Oklahoma Department of Human Services officials estimate reforms to the agency's child welfare operations will cost $150 million a year once all the improvements are in place.
Under an improvement plan made public Friday, the state will be responsible for about $100 million a year and the federal government will contribute about $50 million.
“It will require greater support in money and personnel from the state,” Gov. Mary Fallin said at a news conference.
“The state of Oklahoma is committed to making a good-faith attempt to implement this plan and to achieve the goals set out within it,” she said, standing with House Speaker Kris Steele and Senate President Pro Tem Brian Bingman.
“We have no intention of falling short,” Fallin said. “I want to make that very clear.”
The Department of Human Services intends to reach that level of funding in increments over five years.
In the plan's first year, DHS wants almost $30 million more in state funds to begin making improvements. The first year of the plan begins July 1.
Most of the increased funding will go to recruit, support and retain foster parents. DHS has set a goal of recruiting 1,000 new foster families.
Fallin said she filmed a public service announcement a few days ago encouraging Oklahomans to become foster parents.
DHS wants more foster families so it can stop using its often-overcrowded shelters to care for young abused and neglected children put in its care. The agency's goal is to place children younger than 6 only in family-like settings by June 30, 2013.
DHS intends to hire 200 more workers to deal directly with children and 40 more child welfare supervisors in the next two years.
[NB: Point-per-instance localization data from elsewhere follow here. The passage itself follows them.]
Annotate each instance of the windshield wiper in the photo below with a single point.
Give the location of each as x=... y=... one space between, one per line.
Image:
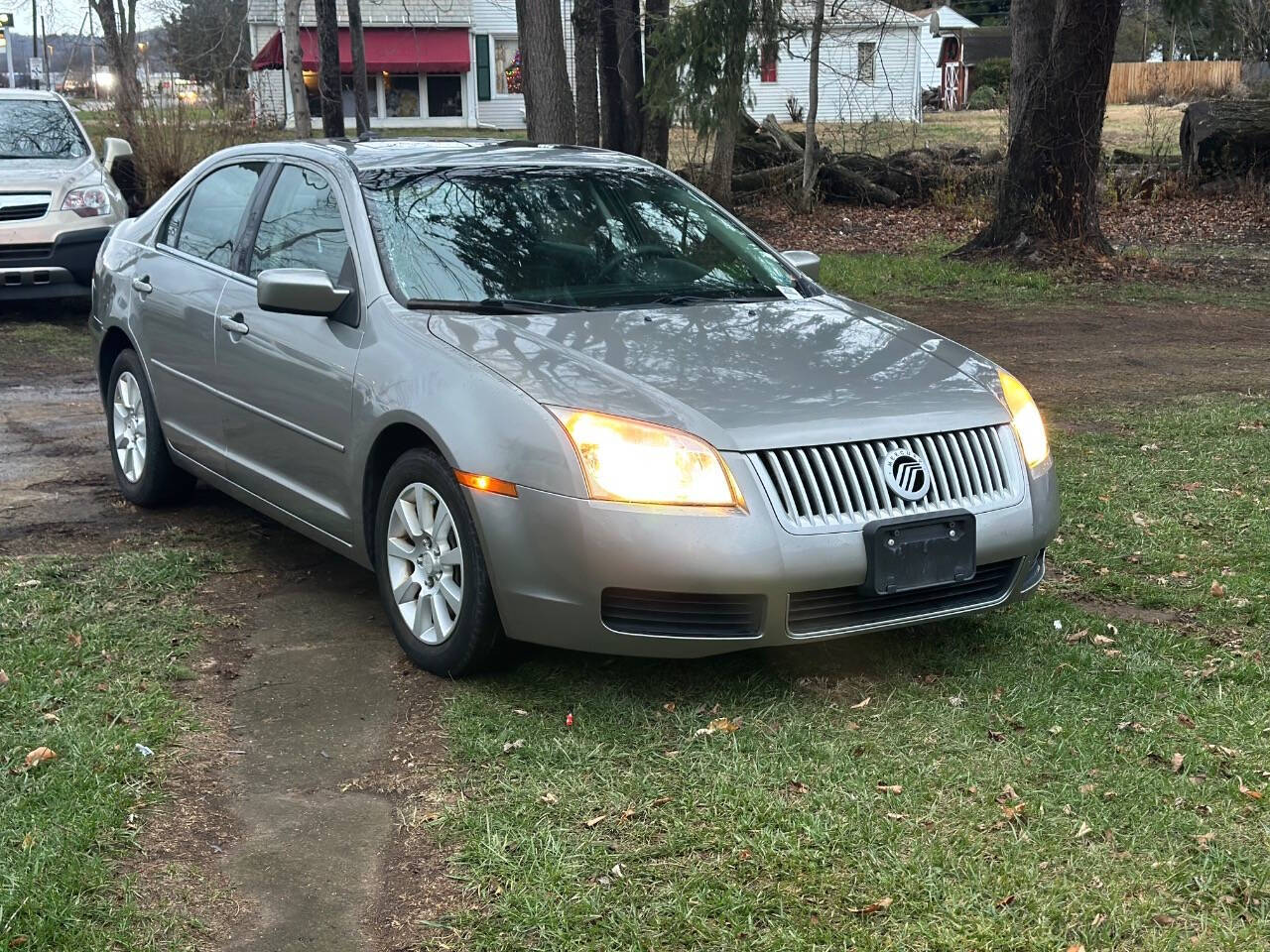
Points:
x=493 y=304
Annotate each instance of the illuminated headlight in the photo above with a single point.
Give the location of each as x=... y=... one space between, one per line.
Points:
x=1026 y=419
x=87 y=202
x=631 y=461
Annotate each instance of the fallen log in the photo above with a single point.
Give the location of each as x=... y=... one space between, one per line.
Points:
x=1225 y=137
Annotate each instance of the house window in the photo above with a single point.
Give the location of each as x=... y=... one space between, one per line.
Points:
x=507 y=64
x=767 y=63
x=402 y=96
x=444 y=96
x=866 y=54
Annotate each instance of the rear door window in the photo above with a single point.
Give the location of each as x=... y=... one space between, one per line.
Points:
x=213 y=214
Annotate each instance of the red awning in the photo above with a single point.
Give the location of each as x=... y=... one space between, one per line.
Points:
x=388 y=50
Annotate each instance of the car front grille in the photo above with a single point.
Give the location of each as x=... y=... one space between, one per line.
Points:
x=23 y=207
x=12 y=253
x=839 y=610
x=681 y=615
x=828 y=488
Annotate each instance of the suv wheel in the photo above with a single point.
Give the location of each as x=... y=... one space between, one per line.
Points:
x=431 y=570
x=143 y=467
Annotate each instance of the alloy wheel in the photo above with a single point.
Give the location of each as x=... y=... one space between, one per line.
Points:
x=425 y=562
x=130 y=426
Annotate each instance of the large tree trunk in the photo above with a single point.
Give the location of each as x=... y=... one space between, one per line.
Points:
x=549 y=104
x=295 y=67
x=630 y=67
x=327 y=68
x=357 y=48
x=1032 y=27
x=1225 y=137
x=587 y=80
x=1049 y=189
x=612 y=121
x=657 y=125
x=119 y=35
x=813 y=96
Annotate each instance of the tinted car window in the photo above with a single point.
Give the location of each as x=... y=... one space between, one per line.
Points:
x=572 y=236
x=213 y=214
x=39 y=128
x=302 y=226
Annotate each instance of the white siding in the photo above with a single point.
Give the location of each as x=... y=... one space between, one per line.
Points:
x=892 y=95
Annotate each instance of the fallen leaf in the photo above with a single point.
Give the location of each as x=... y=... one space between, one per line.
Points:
x=40 y=754
x=874 y=907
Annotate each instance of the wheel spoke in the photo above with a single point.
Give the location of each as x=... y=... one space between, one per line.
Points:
x=444 y=624
x=453 y=595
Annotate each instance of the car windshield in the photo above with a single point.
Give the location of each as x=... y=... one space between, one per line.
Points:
x=585 y=238
x=39 y=128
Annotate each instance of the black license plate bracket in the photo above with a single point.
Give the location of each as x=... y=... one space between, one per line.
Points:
x=919 y=552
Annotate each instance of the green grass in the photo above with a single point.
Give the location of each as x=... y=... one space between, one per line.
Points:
x=90 y=648
x=926 y=273
x=771 y=837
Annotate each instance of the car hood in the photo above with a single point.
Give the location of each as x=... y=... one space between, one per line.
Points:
x=53 y=176
x=744 y=376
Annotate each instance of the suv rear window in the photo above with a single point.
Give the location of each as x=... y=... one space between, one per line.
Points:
x=39 y=128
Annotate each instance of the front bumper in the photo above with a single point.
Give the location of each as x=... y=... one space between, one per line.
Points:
x=63 y=267
x=552 y=557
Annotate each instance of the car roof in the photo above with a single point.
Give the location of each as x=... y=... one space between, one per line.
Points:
x=416 y=153
x=30 y=94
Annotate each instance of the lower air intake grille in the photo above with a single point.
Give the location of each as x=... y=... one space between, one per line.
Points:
x=679 y=615
x=834 y=610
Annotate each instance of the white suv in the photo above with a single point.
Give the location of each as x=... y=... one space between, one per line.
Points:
x=58 y=202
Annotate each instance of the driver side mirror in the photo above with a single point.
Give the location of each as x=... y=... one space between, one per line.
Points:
x=299 y=291
x=807 y=262
x=116 y=149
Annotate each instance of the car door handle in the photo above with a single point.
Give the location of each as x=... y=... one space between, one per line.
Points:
x=234 y=324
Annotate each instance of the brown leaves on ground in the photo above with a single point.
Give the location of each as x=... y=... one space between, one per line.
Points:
x=881 y=905
x=40 y=756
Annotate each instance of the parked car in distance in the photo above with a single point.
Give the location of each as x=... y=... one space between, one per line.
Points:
x=556 y=394
x=58 y=200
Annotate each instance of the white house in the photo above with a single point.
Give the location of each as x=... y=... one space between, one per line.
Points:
x=452 y=63
x=942 y=22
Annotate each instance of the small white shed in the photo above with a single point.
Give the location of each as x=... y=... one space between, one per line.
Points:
x=870 y=58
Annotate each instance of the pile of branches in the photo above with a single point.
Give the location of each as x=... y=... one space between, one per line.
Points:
x=769 y=159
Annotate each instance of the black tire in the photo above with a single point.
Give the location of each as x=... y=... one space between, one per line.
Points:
x=477 y=636
x=160 y=481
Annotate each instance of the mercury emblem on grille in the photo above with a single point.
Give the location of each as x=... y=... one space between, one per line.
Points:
x=906 y=474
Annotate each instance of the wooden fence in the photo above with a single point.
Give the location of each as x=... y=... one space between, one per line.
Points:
x=1180 y=79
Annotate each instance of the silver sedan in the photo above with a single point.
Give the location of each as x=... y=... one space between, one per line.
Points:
x=556 y=394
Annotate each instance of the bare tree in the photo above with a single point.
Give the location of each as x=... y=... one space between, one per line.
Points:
x=1049 y=189
x=813 y=100
x=118 y=21
x=548 y=98
x=327 y=68
x=657 y=125
x=587 y=80
x=357 y=48
x=295 y=67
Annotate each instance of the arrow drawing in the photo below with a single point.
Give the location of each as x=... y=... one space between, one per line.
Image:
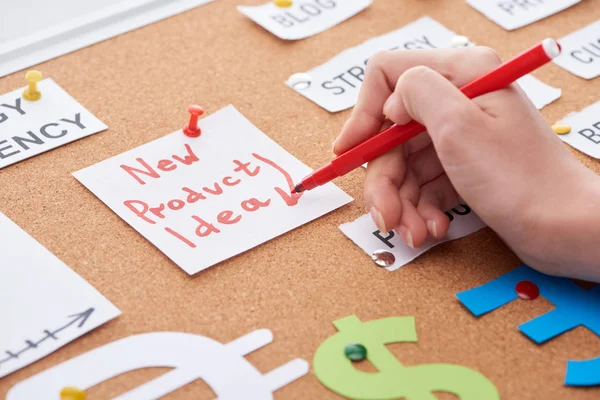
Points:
x=79 y=318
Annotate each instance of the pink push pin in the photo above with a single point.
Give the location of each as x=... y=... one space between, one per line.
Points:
x=192 y=129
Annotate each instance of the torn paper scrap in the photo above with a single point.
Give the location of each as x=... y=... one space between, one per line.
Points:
x=335 y=84
x=538 y=92
x=303 y=18
x=203 y=200
x=365 y=235
x=585 y=130
x=513 y=14
x=45 y=303
x=29 y=128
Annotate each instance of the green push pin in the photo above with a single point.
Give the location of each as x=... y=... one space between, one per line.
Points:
x=355 y=351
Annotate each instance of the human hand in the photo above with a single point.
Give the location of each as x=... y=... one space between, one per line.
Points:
x=496 y=152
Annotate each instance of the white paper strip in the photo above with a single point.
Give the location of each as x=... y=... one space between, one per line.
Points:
x=335 y=84
x=585 y=130
x=365 y=235
x=513 y=14
x=581 y=52
x=222 y=366
x=303 y=18
x=43 y=303
x=40 y=30
x=538 y=92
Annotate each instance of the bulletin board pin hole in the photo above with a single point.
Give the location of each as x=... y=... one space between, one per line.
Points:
x=383 y=258
x=300 y=81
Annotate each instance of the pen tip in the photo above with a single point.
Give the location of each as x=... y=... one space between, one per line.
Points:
x=299 y=188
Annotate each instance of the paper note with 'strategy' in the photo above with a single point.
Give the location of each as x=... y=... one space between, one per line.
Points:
x=303 y=18
x=513 y=14
x=335 y=84
x=43 y=303
x=581 y=52
x=29 y=128
x=364 y=233
x=203 y=200
x=585 y=130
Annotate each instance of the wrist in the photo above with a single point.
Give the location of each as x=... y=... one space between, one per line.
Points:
x=568 y=231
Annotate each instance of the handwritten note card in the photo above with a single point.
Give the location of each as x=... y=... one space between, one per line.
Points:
x=303 y=18
x=203 y=200
x=43 y=303
x=585 y=130
x=364 y=233
x=513 y=14
x=29 y=128
x=581 y=52
x=335 y=84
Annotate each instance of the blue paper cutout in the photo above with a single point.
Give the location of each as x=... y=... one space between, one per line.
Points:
x=575 y=306
x=583 y=373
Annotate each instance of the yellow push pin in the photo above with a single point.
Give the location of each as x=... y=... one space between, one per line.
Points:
x=31 y=93
x=283 y=3
x=72 y=393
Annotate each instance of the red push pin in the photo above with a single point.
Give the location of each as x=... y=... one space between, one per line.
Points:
x=527 y=290
x=192 y=129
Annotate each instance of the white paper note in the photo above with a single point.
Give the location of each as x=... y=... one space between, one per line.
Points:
x=203 y=200
x=335 y=84
x=538 y=92
x=303 y=18
x=221 y=366
x=513 y=14
x=585 y=130
x=39 y=30
x=29 y=128
x=581 y=52
x=43 y=303
x=365 y=235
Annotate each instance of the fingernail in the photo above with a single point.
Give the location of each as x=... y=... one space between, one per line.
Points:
x=432 y=227
x=378 y=219
x=389 y=106
x=406 y=235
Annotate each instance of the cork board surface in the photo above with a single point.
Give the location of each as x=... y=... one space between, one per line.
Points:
x=140 y=84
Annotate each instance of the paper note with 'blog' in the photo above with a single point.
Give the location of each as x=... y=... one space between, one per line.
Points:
x=203 y=200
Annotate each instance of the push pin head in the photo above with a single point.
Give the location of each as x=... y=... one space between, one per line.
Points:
x=192 y=129
x=31 y=92
x=283 y=3
x=72 y=393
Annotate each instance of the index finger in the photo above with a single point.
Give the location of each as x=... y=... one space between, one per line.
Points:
x=460 y=66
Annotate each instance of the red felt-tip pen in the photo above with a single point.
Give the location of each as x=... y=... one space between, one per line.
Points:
x=499 y=78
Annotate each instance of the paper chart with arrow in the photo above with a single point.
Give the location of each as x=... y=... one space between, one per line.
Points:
x=44 y=304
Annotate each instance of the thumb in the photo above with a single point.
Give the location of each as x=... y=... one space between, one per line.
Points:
x=433 y=101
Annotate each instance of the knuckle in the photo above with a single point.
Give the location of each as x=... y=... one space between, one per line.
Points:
x=378 y=60
x=412 y=76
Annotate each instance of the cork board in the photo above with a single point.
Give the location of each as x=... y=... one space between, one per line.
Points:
x=140 y=84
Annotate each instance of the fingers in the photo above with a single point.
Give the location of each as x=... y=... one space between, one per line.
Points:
x=436 y=196
x=435 y=102
x=384 y=177
x=383 y=72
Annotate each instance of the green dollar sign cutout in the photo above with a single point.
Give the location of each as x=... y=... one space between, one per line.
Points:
x=393 y=381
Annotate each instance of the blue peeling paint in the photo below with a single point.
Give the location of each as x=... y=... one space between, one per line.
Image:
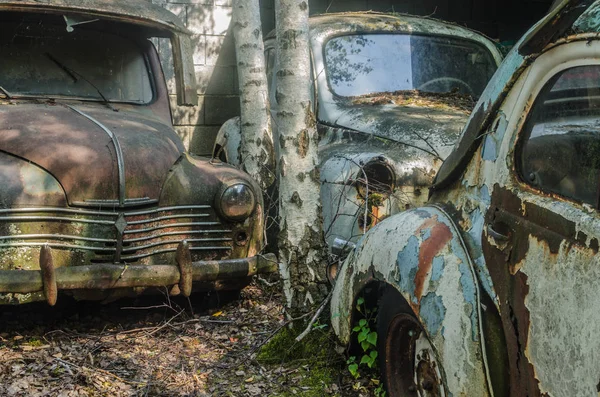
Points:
x=476 y=231
x=493 y=140
x=408 y=264
x=437 y=269
x=432 y=312
x=484 y=195
x=426 y=234
x=470 y=295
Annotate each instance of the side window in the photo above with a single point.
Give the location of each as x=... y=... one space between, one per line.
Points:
x=560 y=150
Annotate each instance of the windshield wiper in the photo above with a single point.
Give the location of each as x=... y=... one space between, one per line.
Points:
x=7 y=94
x=76 y=76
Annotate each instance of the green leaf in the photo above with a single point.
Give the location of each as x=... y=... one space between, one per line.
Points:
x=362 y=337
x=365 y=345
x=372 y=338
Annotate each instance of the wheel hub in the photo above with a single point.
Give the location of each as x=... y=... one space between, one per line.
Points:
x=427 y=376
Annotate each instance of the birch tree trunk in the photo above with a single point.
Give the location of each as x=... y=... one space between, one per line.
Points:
x=256 y=147
x=301 y=244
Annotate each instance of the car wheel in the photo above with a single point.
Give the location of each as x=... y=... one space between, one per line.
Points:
x=408 y=361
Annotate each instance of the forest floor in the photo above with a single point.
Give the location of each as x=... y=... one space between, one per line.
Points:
x=159 y=346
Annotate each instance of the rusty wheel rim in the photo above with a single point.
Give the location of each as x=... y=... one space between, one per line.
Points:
x=411 y=368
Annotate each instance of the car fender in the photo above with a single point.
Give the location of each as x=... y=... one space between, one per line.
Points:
x=421 y=253
x=228 y=142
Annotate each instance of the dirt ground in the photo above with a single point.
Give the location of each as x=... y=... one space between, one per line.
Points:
x=217 y=345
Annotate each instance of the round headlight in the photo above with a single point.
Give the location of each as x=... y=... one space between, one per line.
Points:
x=376 y=177
x=237 y=202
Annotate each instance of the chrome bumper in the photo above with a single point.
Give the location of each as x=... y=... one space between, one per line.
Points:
x=50 y=280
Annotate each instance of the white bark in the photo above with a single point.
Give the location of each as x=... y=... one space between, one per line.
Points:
x=301 y=244
x=256 y=150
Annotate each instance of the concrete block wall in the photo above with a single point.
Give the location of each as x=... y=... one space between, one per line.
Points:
x=214 y=63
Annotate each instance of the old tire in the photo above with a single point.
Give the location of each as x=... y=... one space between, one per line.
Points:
x=407 y=359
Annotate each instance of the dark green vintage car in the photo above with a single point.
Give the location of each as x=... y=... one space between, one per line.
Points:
x=98 y=195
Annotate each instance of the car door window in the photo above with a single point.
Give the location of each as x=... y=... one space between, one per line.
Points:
x=560 y=151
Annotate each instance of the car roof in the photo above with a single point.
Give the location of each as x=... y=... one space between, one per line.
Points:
x=571 y=16
x=139 y=12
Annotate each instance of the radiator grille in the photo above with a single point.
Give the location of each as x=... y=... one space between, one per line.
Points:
x=112 y=236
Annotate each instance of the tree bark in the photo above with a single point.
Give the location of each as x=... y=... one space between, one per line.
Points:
x=256 y=147
x=301 y=244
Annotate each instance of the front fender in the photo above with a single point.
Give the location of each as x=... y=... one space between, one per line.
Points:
x=421 y=253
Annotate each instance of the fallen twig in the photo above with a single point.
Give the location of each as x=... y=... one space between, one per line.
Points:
x=315 y=317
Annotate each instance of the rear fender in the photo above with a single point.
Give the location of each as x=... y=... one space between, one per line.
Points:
x=421 y=253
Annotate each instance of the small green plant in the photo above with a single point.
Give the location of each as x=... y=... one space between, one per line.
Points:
x=367 y=338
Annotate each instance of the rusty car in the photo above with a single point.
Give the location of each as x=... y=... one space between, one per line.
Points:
x=391 y=95
x=492 y=288
x=99 y=197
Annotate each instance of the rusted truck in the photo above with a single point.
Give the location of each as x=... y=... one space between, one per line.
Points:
x=493 y=287
x=391 y=95
x=98 y=196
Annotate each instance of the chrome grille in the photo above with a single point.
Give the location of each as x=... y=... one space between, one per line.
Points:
x=113 y=236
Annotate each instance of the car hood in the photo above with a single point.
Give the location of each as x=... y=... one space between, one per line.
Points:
x=431 y=129
x=74 y=144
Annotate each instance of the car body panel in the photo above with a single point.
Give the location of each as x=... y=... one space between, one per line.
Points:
x=431 y=268
x=100 y=200
x=535 y=253
x=87 y=167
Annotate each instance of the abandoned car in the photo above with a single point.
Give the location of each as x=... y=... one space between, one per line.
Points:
x=392 y=94
x=492 y=288
x=99 y=197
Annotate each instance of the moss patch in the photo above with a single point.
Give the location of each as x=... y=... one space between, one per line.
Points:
x=314 y=362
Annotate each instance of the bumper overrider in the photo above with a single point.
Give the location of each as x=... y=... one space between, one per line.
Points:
x=181 y=274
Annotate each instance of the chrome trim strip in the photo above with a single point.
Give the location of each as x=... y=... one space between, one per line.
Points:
x=168 y=250
x=103 y=213
x=183 y=232
x=173 y=225
x=165 y=218
x=53 y=218
x=55 y=245
x=159 y=243
x=164 y=209
x=56 y=210
x=57 y=237
x=118 y=151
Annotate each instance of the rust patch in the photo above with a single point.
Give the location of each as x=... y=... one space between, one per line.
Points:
x=429 y=249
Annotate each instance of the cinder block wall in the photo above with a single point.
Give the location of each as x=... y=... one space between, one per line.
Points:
x=214 y=55
x=214 y=62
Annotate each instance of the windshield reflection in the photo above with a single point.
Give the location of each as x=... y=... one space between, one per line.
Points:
x=371 y=63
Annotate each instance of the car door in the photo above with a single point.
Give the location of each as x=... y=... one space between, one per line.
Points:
x=540 y=242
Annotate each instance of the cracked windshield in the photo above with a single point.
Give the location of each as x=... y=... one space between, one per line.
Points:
x=360 y=65
x=42 y=59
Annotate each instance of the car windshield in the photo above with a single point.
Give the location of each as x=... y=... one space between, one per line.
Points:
x=42 y=59
x=364 y=64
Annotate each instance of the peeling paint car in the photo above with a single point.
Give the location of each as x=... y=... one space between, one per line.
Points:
x=492 y=288
x=392 y=93
x=99 y=197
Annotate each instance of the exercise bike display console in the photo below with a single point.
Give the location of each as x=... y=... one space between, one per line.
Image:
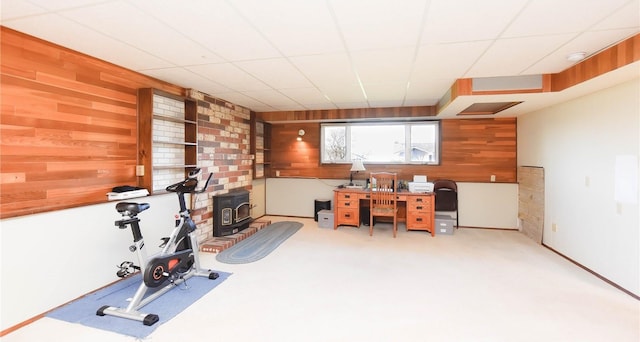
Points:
x=176 y=262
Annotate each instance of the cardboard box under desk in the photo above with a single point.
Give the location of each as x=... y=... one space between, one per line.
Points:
x=325 y=219
x=444 y=224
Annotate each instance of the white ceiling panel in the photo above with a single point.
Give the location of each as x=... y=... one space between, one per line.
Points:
x=14 y=9
x=306 y=96
x=62 y=31
x=277 y=73
x=178 y=75
x=102 y=18
x=64 y=4
x=627 y=16
x=566 y=16
x=229 y=76
x=312 y=54
x=327 y=70
x=309 y=26
x=589 y=42
x=510 y=57
x=447 y=60
x=214 y=24
x=273 y=97
x=379 y=24
x=389 y=65
x=468 y=20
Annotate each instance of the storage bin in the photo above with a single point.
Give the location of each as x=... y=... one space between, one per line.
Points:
x=325 y=219
x=444 y=224
x=320 y=204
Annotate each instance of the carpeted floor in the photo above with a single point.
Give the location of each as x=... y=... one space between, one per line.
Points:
x=260 y=244
x=83 y=310
x=343 y=285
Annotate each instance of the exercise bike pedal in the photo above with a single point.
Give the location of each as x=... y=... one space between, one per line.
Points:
x=126 y=268
x=164 y=242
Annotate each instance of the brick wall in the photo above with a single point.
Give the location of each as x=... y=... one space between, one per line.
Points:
x=224 y=149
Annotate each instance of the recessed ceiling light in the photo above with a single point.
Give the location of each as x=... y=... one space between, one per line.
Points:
x=576 y=56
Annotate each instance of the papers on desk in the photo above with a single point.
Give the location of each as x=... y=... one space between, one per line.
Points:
x=420 y=185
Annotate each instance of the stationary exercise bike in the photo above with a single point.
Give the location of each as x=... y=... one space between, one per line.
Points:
x=176 y=262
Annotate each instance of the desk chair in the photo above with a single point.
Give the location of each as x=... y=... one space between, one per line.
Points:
x=446 y=192
x=383 y=201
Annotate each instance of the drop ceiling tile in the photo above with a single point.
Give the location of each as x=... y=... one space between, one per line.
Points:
x=63 y=4
x=428 y=90
x=306 y=96
x=589 y=42
x=273 y=97
x=178 y=76
x=510 y=57
x=163 y=41
x=341 y=93
x=627 y=16
x=230 y=76
x=244 y=101
x=327 y=70
x=62 y=31
x=468 y=20
x=15 y=9
x=567 y=16
x=379 y=24
x=375 y=66
x=386 y=92
x=447 y=60
x=215 y=25
x=309 y=27
x=276 y=72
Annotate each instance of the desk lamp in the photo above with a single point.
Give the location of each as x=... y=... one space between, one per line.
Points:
x=356 y=166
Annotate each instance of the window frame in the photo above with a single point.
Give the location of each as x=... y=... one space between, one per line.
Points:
x=407 y=132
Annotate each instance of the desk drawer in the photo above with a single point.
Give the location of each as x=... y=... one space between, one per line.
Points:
x=425 y=201
x=349 y=216
x=347 y=196
x=419 y=220
x=354 y=203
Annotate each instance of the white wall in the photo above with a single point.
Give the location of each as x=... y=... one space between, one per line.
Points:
x=51 y=258
x=577 y=143
x=488 y=205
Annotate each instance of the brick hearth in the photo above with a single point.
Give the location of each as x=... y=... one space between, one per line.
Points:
x=218 y=244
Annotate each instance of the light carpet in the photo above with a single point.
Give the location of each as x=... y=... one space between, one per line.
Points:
x=83 y=310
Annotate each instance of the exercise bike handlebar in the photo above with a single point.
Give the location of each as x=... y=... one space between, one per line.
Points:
x=190 y=184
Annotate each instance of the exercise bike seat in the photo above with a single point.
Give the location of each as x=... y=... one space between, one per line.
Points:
x=131 y=208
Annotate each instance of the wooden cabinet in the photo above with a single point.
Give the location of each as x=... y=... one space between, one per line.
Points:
x=419 y=209
x=168 y=138
x=420 y=212
x=260 y=147
x=346 y=208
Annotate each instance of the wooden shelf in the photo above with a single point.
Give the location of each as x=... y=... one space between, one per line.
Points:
x=149 y=116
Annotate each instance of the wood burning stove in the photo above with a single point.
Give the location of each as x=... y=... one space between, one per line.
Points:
x=231 y=212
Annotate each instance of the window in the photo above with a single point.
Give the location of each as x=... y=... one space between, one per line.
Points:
x=389 y=143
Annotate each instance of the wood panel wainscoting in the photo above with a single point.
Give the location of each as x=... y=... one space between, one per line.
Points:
x=472 y=150
x=69 y=126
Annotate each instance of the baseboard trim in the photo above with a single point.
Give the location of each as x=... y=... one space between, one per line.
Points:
x=601 y=277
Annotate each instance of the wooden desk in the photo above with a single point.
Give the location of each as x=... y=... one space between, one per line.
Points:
x=420 y=208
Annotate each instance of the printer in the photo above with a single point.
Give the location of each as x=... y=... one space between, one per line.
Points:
x=420 y=184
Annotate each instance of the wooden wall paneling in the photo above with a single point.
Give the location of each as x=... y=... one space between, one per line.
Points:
x=68 y=126
x=472 y=150
x=617 y=56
It intends to set limits on child welfare workers' caseloads and to pay those workers more.
DHS commissioners agreed to make improvements when they voted to settle a class-action lawsuit brought by a New York-based child advocacy group. The agency submitted the plan on Friday to three neutral outside experts.
The experts can accept or reject the plan. Their decision is due May 14.
If the plan is rejected, DHS can modify and resubmit it. The experts could come up with their own plan if they reject the DHS plan a second time.
The agency has faced intense public and legislative scrutiny over the years, particularly after children in its care were killed.
The advocacy group, Children's Rights, alleged in its 2008 federal lawsuit that DHS policies and practices are so bad that neglected and abused children are being harmed or at risk of harm at state shelters and foster homes.